How to fruit mushrooms: Lighting

With lighting you will want to have the lights on for 16 hours and off for eight hours. I know people that do 24 hours on. There are also some people that do 12 hours on and 12 hours off. I found that to be a little bit too short as the mushrooms got a little bit stemmy. So I would say in the 14 hours or 16 hours on range for lighting is best. Also, there isn't really a particular spectrum that you need to include in lighting. LED lights can be enough. 

How to fruit mushrooms with the use of an indoor fruiting room or chamber

The biggest advantage of an indoor mushroom fruiting room is that you can grow year-round, so you don't have to stop. 

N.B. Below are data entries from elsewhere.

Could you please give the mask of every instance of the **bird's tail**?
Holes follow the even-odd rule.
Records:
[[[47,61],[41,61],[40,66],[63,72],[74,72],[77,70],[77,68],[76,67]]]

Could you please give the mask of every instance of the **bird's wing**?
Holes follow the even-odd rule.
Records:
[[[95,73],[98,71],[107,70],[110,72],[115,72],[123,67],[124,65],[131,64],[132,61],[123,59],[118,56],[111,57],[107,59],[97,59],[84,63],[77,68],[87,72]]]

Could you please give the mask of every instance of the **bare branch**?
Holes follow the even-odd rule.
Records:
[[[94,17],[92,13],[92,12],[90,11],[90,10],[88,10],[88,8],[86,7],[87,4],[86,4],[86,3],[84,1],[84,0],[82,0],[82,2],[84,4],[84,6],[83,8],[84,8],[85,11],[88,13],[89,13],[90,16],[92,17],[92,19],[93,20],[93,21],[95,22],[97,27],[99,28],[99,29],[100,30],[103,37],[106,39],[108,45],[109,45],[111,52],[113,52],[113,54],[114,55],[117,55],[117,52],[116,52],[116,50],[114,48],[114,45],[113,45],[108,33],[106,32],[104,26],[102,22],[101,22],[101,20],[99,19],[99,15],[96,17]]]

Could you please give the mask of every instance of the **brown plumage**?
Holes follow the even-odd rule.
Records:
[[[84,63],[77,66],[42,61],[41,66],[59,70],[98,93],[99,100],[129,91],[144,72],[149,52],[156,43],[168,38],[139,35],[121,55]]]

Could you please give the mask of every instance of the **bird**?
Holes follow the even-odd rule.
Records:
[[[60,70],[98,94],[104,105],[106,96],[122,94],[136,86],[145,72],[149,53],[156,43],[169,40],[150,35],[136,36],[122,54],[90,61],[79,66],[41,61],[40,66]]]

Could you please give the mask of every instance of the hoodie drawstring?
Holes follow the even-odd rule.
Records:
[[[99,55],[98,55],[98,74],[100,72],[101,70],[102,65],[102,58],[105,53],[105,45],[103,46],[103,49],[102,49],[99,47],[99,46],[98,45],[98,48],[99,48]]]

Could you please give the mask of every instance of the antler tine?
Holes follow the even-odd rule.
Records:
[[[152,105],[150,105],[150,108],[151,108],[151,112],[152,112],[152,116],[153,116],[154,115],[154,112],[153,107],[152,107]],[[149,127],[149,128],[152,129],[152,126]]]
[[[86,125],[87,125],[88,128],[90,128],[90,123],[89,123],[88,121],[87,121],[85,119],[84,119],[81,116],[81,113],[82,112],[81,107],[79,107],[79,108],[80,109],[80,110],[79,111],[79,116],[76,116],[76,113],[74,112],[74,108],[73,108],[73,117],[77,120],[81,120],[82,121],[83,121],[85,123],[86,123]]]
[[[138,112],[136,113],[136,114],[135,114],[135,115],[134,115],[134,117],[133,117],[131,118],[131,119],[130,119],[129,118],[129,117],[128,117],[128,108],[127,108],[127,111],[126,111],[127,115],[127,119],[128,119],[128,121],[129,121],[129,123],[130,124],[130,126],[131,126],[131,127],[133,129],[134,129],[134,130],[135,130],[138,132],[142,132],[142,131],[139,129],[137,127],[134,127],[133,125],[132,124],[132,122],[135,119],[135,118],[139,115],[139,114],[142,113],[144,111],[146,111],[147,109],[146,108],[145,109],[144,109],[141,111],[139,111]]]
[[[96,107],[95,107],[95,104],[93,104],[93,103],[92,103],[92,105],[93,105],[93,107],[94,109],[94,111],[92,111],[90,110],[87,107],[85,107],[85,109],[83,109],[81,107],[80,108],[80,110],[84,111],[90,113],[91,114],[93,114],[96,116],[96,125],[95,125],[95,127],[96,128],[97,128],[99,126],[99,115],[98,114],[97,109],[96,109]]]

This is kind of your baseline budget, and the biggest thing is you're not controlling temperature here. If you did this in a basement, you wouldn't really need much temperature control. If you were doing it in something more like a warehouse or something similar, you might need a temperature control, which is additional money that what’s pictured here. This is a pretty basic list of materials, adding up to around $700, which can be used to grow 100 pounds of mushrooms a week. 

We essentially did this in the basement of a residential house, and we basically had all those materials listed there. We didn't have heating or cooling. The air intake was passive at the front of the room and it exhausted out a window in the back of the room. We were able to grow around 150 pounds of fresh mushrooms each week here. 

There's no drains in the floor so every couple of days we had to vacuum up water. The walls of the chamber are made of contractor plastic and 2” x 4” that we ripped in half. It’s a very basic set up. 

Fruiting mushrooms in a 16’ x 8’ room

In our 16’ x 8’ room we were moving in about 96 bags each week. We were leaving those in for four weeks, and after the first 10 days we got about a pound per bag. That's a really good metric to estimate with. Getting one pound of fresh mushrooms per five-pound bag.

Then two weeks later we got about a half a pound off of those same bags. So we started with 96 pounds, and then as we get in the swing of things we have that additional 48 pounds coming in. Each week we were producing around 140. 

There's also variability with yields. Sometimes the mushrooms are doing better and sometimes they are not doing as well. It's a constant dance of modifying the atmospheric conditions so that the mushrooms are fruiting well.